One of the darkest moments in Texas history, the Slocum Massacre began on July 29, 1910. After false rumors of an African American uprising were circulated, armed white men from all over the region began pouring into the Slocum area and killing African Americans at will. The carnage went on for two days and though dozens of African Americans were reported slain, authorities identified only eight victims. “Men were going about killing Negroes as fast as they could find them,” said Anderson County sheriff William Black. “And, so far as I was able to ascertain, without any real cause. I don’t know how many [whites] were in the mob, but there may have been 200 or 300. Some of them cut telephone wires. They hunted the Negroes down like sheep.”

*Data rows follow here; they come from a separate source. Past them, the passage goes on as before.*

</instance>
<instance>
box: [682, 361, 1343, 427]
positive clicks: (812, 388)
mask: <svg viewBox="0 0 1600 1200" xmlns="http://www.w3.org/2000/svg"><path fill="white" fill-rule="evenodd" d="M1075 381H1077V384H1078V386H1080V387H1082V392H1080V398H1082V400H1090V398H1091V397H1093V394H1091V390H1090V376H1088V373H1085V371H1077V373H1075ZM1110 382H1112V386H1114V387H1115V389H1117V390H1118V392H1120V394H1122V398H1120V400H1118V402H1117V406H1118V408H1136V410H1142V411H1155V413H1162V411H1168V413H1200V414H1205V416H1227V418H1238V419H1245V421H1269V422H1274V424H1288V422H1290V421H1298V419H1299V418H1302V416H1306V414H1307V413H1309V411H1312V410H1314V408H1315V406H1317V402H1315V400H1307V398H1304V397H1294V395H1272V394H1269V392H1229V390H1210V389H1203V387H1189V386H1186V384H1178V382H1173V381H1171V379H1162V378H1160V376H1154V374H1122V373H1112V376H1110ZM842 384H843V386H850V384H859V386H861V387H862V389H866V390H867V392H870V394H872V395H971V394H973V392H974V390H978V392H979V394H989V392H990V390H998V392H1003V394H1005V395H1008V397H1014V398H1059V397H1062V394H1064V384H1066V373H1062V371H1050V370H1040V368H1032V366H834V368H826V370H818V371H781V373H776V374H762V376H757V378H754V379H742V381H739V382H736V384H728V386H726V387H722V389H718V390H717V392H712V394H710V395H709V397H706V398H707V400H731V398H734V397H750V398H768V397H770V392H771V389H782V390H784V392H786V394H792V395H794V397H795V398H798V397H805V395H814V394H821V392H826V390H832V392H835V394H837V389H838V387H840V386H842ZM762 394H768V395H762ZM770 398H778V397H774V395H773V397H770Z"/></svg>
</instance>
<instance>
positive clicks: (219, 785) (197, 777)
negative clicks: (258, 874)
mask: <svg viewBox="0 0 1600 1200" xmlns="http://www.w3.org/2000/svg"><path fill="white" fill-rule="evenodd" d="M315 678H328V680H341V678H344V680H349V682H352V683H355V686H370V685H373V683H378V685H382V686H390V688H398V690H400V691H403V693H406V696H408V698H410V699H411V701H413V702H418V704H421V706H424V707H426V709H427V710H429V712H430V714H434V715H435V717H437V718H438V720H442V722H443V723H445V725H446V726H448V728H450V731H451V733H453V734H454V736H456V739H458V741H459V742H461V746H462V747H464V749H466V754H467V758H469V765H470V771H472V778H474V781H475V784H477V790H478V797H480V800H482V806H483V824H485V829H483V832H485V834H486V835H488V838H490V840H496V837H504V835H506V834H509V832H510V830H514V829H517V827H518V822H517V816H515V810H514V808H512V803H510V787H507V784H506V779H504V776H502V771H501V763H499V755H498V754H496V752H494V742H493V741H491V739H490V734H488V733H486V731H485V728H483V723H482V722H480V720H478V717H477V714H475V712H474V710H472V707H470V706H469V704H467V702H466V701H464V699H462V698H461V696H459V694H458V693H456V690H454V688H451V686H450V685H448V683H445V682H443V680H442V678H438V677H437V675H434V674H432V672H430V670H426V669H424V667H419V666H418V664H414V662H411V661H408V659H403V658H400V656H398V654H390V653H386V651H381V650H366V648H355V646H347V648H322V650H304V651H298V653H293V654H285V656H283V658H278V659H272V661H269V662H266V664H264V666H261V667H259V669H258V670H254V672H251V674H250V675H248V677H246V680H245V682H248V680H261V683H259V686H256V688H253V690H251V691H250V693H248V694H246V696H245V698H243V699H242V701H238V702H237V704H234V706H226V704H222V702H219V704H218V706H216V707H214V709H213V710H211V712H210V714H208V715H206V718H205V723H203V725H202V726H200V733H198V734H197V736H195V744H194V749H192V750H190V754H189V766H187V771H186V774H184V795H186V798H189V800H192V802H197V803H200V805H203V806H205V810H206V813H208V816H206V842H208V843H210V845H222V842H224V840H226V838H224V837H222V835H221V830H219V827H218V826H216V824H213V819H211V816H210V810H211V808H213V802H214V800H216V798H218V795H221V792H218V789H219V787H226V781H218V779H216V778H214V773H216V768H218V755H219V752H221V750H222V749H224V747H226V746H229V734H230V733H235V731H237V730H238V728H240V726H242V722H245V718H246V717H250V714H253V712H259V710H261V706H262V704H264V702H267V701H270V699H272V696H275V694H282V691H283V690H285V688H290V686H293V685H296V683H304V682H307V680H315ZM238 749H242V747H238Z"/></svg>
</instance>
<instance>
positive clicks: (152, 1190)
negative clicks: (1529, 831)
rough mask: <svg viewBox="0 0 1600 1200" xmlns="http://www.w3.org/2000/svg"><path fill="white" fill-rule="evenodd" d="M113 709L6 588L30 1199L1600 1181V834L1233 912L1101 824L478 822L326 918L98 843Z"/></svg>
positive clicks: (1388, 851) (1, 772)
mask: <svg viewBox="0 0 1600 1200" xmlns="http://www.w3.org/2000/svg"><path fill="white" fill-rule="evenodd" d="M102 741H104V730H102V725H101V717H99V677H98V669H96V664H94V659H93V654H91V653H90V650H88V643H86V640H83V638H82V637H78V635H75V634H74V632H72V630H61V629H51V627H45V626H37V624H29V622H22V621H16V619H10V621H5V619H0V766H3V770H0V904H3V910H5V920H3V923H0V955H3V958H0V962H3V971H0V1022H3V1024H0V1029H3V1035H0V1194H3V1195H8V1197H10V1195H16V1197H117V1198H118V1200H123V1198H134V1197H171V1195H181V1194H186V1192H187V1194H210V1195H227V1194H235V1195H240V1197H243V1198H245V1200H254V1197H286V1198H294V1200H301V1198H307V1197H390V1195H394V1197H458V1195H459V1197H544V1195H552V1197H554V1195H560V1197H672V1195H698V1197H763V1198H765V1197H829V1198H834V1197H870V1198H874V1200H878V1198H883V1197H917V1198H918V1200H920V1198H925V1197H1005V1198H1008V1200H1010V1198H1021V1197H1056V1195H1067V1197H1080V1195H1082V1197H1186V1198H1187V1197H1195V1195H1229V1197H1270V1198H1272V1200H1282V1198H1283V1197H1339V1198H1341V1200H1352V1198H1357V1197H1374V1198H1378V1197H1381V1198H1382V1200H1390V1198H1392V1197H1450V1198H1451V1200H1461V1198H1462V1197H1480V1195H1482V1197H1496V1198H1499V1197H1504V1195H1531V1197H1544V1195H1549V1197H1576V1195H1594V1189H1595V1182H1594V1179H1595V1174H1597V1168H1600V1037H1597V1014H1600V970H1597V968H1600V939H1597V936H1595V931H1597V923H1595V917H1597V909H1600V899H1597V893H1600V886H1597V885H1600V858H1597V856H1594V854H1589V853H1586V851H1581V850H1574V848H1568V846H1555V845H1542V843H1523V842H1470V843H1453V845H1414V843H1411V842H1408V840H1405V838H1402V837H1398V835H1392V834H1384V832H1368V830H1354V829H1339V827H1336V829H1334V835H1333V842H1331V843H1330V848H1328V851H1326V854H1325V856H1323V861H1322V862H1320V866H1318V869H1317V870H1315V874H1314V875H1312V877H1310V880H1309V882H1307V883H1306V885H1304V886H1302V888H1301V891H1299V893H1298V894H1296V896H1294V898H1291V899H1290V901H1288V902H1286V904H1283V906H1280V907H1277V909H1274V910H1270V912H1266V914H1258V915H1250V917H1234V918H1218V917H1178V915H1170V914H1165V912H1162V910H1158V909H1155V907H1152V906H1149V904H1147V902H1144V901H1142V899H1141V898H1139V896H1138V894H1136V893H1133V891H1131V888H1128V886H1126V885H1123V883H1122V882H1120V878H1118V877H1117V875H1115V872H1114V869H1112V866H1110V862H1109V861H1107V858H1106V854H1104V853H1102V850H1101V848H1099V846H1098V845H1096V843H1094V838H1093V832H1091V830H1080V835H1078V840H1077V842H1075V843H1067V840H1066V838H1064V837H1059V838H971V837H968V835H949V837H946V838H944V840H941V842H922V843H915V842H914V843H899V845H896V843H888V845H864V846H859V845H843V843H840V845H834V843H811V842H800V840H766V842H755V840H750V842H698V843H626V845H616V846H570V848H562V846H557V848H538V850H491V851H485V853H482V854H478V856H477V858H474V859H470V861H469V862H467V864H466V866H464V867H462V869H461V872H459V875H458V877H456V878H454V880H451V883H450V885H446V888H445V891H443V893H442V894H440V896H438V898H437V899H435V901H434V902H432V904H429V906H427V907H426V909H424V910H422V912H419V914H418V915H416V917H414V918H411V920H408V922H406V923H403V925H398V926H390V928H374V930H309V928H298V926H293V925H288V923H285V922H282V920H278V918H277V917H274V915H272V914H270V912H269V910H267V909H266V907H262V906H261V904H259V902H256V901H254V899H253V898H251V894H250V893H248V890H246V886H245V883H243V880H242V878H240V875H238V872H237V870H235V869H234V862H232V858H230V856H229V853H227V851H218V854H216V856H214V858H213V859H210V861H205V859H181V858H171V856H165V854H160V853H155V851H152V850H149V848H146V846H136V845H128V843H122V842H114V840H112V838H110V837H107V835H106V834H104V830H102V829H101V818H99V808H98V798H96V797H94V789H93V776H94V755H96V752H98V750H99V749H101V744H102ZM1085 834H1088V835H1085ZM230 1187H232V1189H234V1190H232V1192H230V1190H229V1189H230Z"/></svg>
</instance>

The bloodshed led to a racial expulsion and many African Americans abandoned homes, property and businesses and fled for their lives. Sheriff Black and District Judge Benjamin H. Gardner worked diligently to hold the perpetrators responsible and seven white men were indicted; but the case was never prosecuted. Black and Gardner were shortly voted out of office and the indictments they secured were transferred to Harris County and subsequently ignored.

Most of the identified casualties of the Slocum Massacre were interred in an unmarked mass grave which, to date, has not been located. Neither the dead nor their disenfranchised relatives ever received justice or recompense and the white population of the Slocum area was permitted to claim or repurpose the abandoned African American properties as they saw fit and consign the egregious affair to oblivion.